Luego el igualitarismo. Todos los que trabajamos largo tiempo con Nino
terminamos comprometidos con el igualitarismo político que conocimos leyendo a
Ronald Dworkin o a Gerald Cohen. Vimos, entonces, de qué modo esa postura
igualitaria era consistente con una teoría de la justicia como la de Rawls; a
la vez que aparecía como precondición de la teoría democrática que
pregonábamos. Cuál era el sentido, sino, de pensar en actores comprometidos con
la deliberación, si ellos no tenían lo suficiente siquiera para subsistir? Cómo
podíamos defender la centralidad del diálogo público, si no contábamos con
ciudadanos que estuvieran de pie por sí mismos, en condiciones vitales,
sanitarias, motivacionales, apropiadas, que los ayudaran e inspiraran a entrar
en política?
Estudiamos con cuidado la teoría consensualista de la pena elaborada por el
propio Nino -una teoría enmarcada por principios básicos de justicia- y con
ella empezamos a imaginar cuáles eran las formas de reproche que correspondían
para quienes había actuado en violación grave de los derechos de los demás.
Fueron este tipo de lecturas las que nos ayudaron a pensar y concebir el
derecho como un medio por el cual aún el más poderoso podía verse en la
obligación de sentarse en el banquillo de los acusados, como uno más, como
cualquiera de todos nosotros.
Y finalmente, y sobre todo (al menos éste fue mi caso) estudiamos Ética
y derechos humanos, un libro que resumió como ninguno de sus otros
trabajos, lo mejor de las reflexiones de Nino sobre derecho, moral y política.
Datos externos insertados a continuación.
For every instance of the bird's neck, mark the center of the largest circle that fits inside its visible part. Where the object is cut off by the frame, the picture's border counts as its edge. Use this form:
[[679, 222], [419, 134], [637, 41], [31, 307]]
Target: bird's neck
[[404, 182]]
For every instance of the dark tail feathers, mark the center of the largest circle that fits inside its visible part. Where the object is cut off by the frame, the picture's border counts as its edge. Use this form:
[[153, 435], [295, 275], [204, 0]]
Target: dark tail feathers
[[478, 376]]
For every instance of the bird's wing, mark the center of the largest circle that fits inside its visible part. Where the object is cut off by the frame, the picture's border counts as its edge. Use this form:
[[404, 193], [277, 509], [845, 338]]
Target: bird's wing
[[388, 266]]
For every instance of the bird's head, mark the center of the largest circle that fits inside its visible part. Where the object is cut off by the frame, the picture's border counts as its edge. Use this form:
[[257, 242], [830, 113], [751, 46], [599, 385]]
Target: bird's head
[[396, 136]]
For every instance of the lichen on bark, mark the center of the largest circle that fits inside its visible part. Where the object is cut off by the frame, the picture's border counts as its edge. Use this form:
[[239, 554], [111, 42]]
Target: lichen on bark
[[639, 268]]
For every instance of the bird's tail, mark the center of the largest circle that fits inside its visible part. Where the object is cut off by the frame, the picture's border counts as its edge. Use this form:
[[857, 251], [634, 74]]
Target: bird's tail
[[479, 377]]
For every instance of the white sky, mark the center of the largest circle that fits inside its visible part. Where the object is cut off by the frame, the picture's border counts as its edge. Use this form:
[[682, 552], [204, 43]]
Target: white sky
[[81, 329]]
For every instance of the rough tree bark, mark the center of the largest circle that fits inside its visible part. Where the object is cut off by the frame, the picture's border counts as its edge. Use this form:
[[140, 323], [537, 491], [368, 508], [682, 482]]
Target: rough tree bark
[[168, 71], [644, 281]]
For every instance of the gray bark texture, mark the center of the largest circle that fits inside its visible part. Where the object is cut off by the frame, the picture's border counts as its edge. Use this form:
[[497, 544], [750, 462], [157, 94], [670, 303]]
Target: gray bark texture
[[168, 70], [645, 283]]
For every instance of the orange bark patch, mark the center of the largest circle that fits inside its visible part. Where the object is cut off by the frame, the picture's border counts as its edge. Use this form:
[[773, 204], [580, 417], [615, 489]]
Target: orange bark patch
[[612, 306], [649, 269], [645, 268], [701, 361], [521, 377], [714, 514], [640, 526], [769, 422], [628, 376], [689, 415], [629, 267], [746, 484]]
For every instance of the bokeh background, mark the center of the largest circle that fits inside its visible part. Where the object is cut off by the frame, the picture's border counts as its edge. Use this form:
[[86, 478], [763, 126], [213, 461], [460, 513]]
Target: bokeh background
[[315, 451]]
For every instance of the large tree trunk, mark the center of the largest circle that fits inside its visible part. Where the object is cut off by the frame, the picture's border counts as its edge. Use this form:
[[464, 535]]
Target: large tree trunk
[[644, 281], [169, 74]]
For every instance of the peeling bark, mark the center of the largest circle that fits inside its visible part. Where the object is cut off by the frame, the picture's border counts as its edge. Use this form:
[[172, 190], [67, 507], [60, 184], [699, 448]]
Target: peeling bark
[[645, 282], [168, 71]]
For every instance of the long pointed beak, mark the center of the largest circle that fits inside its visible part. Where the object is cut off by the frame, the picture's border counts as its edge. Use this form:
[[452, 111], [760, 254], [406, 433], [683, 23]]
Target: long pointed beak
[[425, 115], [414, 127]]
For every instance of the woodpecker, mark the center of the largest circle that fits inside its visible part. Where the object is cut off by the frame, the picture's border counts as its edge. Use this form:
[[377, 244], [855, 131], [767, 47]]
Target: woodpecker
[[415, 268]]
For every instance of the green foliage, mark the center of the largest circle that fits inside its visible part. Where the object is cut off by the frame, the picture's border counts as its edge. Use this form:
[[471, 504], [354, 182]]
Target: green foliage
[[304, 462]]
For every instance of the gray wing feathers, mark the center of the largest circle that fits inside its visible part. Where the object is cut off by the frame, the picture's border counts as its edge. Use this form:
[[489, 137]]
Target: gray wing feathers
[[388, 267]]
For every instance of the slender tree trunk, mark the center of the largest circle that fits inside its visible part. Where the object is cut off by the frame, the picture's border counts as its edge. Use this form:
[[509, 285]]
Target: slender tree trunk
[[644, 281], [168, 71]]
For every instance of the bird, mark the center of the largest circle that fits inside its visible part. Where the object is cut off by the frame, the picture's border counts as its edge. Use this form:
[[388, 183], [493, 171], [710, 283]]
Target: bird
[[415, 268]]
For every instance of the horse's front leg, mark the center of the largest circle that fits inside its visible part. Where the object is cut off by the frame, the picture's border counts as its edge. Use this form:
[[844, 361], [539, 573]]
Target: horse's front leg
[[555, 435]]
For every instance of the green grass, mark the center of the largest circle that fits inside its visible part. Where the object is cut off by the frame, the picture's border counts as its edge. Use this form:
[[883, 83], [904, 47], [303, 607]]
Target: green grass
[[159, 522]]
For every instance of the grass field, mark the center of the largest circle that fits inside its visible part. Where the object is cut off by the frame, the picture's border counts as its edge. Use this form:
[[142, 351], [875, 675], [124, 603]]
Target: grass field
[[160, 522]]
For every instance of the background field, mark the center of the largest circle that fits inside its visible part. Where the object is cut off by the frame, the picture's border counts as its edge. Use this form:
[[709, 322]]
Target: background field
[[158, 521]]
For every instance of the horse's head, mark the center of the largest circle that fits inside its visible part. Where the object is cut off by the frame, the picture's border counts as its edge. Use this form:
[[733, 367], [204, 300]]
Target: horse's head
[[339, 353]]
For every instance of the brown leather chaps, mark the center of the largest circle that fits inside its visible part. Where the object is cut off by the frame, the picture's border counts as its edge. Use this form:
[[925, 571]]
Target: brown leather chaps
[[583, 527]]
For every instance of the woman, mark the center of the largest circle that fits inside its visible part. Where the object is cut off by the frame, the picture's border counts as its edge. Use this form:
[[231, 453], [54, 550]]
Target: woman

Escrita en torno al principio de la autonomía personal, esta obra nos proveyó
de defensas firmes contra las corrientes perfeccionistas y autoritarias tan
comunes en el mundo académico, tan habituales en la historia constitucional
latinoamericana, y tan propias de la vida política argentina. Desde entonces,
nunca volvimos a discutir de la misma manera temas como los vinculados con la
igualdad de género, los derechos de los homosexuales, o la defensa de las
minorías culturales.
Se trataba, en definitiva, de un cuerpo teórico robusto, consistente, con
partes que parecían articularse sólidamente unas con otras, piezas que
encajaban entre sí de modo casi perfecto. Porque defendíamos la igual dignidad
de las personas y la autonomía personal, rechazábamos el perfeccionismo moral y
el elitismo político. Desde allí montábamos una defensa particular de la
democracia, basada en la confianza sobre las capacidades de la ciudadanía y la
discusión pública. A la vez, la teoría democrática que propiciábamos demandaba
precondiciones sociales muy exigentes, que nos llevaban a pensar en teorías de
justicia distributiva también robustas.
4 comentarios:
Roberto:
Gracias por la información sobre Nino. Me parece que en la actualidad no tiene mucha presencia en los programas de Ética o de Filosofía política y por eso muchos no conocemos su importancia y su influencia.
Ramiro
Hermoso. Creo que donde esté, estará orgulloso de su discípulo y amigo, que continúa tan digna y admirablemente esa conducta de compromiso, rigurosidad y amor por su trabajo. No hay duda de que ese legado de intelectual público continúa en vos, y lo agradecemos tanto.
C.
Muy lindo el libro "la grieta" en el cual escribís. Interesante reflexionar sobre qué nos pasó institucionalmente desde el 2001 para acá.
Yo estoy estudiando derecho (recién en el primer año), y me compré algún libro de Nino. Lamentablemente los parciales no me dejan leer mucho "por placer/interés". Lo tengo pendiente, ya llegará el momento de profundizar en sus ideas. Sí he leído su debate con Zaffaroni y me pareció muy bueno (aunque a mí me atrae más leer a Zaffaroni).
Addenda: estaría bueno que pongas los signos de pregunta al principio además de al final, porque el castellano no se lee como el inglés. En inglés uno se da cuenta, ni bien comienza la oración, que es interrogativa y no afirmativa.